All of the above points out the continuing importance of the dialogue on the principle of cooperation that is being sponsored by CHA. It is critically important that we truly become a "learning community" concerning how we can act with integrity in complex and challenging markets. Health Progress will continue to serve the ministry in that process.

Rape Treatment
In the September-October 2002 issue of Health Progress, we had articles on the ethical issues associated with providing compassionate and appropriate service to women who have been victims of sexual assault. Within the ministry, several understandings have emerged as to how to interpret and apply Directive 36, which reads:

Compassionate and understanding care should be given to a person who is the victim of sexual assault. Health care providers should cooperate with law enforcement officials and offer the person psychological and spiritual support as well as accurate medical information. A female who has been raped should be able to defend herself against a potential conception from the sexual assault. If, after appropriate testing, there is no evidence that conception has occurred already, she may be treated with medications that would prevent ovulation, sperm capacitation, or fertilization. It is not permissible, however, to initiate or to recommend treatments that have as their purpose or direct effect the removal, destruction, or interference with the implantation of a fertilized ovum.

Recently, the USCCB Committee on Doctrine sponsored a study day on the many aspects of this issue: the nature of the reproductive process, how various available pharmacological agents work, the experience of emergency room clinicians, and the theological principles. After reflecting on the results of the dialogue, the Committee on Doctrine concluded that testing only for a pregnancy unrelated to the sexual assault is not inconsistent with Directive 36.

Let me offer several observations on this carefully worded statement. First, it is based on "the present state of scientific and medical research." In other words, additional evidence could change the understanding of what constitutes appropriate testing. Second, the committee's decision does not indicate a preference for any particular approach. Rather, its members have said that protocols that do not include testing for ovulation are not in violation of Directive 36. Finally, diocesan bishops are left free, if they choose to offer pastoral guidance, to determine the approach they deem to be in accord with the directive.

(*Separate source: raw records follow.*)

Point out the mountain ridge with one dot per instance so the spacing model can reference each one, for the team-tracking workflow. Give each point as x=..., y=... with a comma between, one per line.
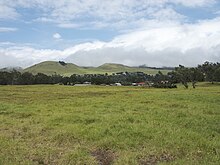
x=67, y=69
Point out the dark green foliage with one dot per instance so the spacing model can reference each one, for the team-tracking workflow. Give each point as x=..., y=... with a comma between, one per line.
x=207, y=71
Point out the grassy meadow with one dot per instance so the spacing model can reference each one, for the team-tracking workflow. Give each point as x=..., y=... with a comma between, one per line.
x=52, y=124
x=52, y=67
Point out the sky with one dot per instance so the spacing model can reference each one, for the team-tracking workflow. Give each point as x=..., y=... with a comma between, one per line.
x=93, y=32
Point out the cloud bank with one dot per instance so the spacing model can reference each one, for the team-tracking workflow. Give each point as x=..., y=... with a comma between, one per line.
x=186, y=44
x=153, y=32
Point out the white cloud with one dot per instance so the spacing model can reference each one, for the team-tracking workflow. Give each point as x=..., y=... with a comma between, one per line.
x=99, y=13
x=57, y=36
x=7, y=29
x=158, y=45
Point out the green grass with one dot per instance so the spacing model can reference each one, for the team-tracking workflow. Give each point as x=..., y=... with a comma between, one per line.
x=109, y=125
x=51, y=67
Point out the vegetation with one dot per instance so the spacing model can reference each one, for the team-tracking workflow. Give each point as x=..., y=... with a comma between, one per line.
x=67, y=69
x=207, y=71
x=52, y=124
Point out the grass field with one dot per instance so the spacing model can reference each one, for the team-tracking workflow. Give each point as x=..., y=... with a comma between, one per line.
x=109, y=125
x=52, y=67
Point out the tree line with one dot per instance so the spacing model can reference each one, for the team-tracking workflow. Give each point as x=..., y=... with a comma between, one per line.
x=205, y=72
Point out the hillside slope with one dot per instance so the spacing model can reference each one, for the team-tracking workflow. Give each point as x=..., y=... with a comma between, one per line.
x=67, y=69
x=52, y=67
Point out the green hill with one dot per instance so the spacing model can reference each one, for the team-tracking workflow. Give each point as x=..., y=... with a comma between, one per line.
x=67, y=69
x=52, y=67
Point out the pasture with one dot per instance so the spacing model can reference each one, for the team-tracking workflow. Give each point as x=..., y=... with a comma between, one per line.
x=52, y=124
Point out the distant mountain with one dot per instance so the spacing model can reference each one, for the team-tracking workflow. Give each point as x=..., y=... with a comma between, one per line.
x=52, y=67
x=10, y=69
x=67, y=69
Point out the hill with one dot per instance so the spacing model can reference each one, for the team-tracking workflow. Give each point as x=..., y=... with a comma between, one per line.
x=67, y=69
x=52, y=67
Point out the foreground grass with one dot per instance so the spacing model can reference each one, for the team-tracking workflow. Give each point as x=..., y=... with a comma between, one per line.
x=109, y=125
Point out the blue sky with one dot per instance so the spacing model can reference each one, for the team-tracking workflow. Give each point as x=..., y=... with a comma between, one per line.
x=93, y=32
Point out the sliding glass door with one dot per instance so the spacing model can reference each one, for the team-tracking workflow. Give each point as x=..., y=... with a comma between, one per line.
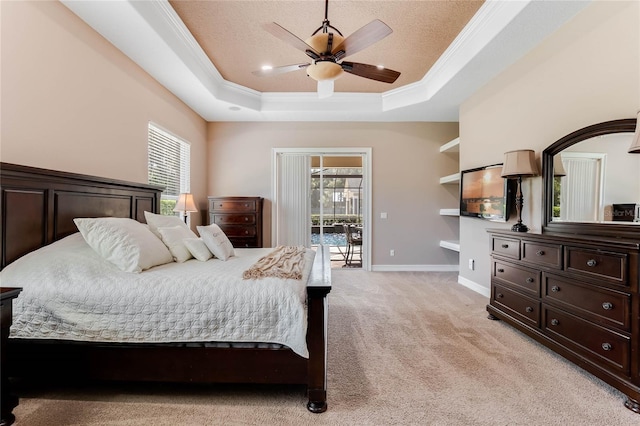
x=316, y=193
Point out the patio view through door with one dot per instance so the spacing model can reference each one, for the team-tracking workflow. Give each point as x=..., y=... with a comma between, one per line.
x=336, y=207
x=320, y=196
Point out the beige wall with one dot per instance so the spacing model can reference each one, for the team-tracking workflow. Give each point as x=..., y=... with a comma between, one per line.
x=585, y=73
x=406, y=167
x=73, y=102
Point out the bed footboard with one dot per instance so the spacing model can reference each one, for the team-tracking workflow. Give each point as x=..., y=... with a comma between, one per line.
x=318, y=288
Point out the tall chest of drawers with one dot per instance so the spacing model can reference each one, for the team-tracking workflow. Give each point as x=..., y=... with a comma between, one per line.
x=577, y=296
x=240, y=218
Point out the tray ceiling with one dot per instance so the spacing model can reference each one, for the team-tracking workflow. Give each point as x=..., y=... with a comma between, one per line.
x=204, y=52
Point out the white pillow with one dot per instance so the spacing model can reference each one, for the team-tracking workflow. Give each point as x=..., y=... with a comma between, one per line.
x=126, y=243
x=173, y=238
x=216, y=241
x=198, y=249
x=156, y=221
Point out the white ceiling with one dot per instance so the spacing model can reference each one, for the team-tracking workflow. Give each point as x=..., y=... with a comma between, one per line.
x=462, y=45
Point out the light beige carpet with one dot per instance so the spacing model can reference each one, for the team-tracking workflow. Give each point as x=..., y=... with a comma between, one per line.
x=410, y=348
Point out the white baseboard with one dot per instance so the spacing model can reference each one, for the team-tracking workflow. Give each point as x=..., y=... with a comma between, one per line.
x=474, y=286
x=415, y=268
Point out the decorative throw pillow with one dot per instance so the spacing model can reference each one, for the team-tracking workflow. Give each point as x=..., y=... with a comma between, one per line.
x=156, y=221
x=126, y=243
x=216, y=241
x=173, y=238
x=198, y=249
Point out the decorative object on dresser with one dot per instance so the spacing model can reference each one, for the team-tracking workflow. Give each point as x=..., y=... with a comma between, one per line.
x=519, y=164
x=185, y=204
x=575, y=287
x=8, y=401
x=239, y=217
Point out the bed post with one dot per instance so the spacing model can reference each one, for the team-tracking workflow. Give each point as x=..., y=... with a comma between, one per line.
x=318, y=288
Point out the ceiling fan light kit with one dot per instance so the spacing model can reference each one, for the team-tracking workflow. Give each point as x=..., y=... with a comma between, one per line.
x=326, y=49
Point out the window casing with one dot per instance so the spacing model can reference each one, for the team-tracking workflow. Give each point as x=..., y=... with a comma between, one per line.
x=169, y=166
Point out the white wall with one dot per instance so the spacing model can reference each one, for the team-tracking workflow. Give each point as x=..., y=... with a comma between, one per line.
x=585, y=73
x=406, y=167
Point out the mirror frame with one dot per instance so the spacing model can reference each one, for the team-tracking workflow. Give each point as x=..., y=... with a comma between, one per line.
x=627, y=125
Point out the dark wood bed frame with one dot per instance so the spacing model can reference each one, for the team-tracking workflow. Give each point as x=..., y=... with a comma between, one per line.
x=38, y=207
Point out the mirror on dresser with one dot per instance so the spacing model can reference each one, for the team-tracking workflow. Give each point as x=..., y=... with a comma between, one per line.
x=591, y=183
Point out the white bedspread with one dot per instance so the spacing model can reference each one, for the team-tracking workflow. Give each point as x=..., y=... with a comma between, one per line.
x=70, y=293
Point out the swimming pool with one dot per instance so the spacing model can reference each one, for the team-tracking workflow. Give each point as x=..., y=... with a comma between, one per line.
x=330, y=239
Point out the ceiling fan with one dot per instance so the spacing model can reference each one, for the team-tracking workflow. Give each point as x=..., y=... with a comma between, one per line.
x=327, y=47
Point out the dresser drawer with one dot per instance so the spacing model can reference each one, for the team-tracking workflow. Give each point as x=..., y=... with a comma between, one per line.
x=516, y=305
x=607, y=347
x=599, y=264
x=601, y=305
x=239, y=231
x=542, y=254
x=232, y=205
x=526, y=279
x=506, y=247
x=233, y=219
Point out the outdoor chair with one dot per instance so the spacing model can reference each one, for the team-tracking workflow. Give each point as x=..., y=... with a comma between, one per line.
x=354, y=239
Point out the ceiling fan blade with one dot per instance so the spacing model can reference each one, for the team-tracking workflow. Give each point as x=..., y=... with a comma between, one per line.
x=374, y=31
x=288, y=37
x=384, y=75
x=325, y=88
x=279, y=70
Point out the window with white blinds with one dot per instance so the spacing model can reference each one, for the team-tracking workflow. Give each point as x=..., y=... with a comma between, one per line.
x=169, y=165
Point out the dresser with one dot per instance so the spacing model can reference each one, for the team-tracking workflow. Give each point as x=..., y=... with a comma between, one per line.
x=577, y=296
x=240, y=218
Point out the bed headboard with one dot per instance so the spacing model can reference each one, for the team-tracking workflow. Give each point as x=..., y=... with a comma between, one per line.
x=37, y=206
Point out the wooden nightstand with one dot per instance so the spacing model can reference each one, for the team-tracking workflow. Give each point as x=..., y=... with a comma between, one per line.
x=8, y=401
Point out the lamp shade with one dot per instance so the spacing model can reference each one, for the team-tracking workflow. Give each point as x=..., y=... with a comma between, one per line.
x=635, y=143
x=185, y=203
x=558, y=167
x=519, y=163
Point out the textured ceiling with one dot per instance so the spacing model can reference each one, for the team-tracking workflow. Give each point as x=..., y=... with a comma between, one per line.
x=232, y=35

From the perspective of the ministry, the process that led to this determination was a good one. Health Progress played a critical role in outlining the various approaches. The ministry also was involved in the study day. There is, however, more to be done. Continued research and scholarly discussions on the part of moral theologians and medical researchers are critically important. As a ministry gathered and engaged, we will be involved in both. Hopefully, Health Progress will be a forum for sharing the results of that research and thus contribute to resolving some of the remaining ambiguity.

Sponsorship
The July-August 2001 and January-February 2002 issues of Health Progress highlighted the critically important issue of sponsorship. One of our measures of success relates to sponsorship. It reads: "Ministry-wide understanding of sponsorship has deepened, and alternative models of sponsorship—in addition to the 'Public Juridic Person' model—have been articulated."

As part of our efforts to meet this measure of success, a group of theologians has been working over the course of the last year to develop a draft of a theology of sponsorship. This document has as its foundation the earlier CHA work that had developed an initial definition of sponsorship and its theological components. When the internal dialogue about the text is completed, it will be shared with the ministry as a study document that will serve as a basis for reflection and dialogue within the ministry. Health Progress will be one of many venues in which that dialogue takes place.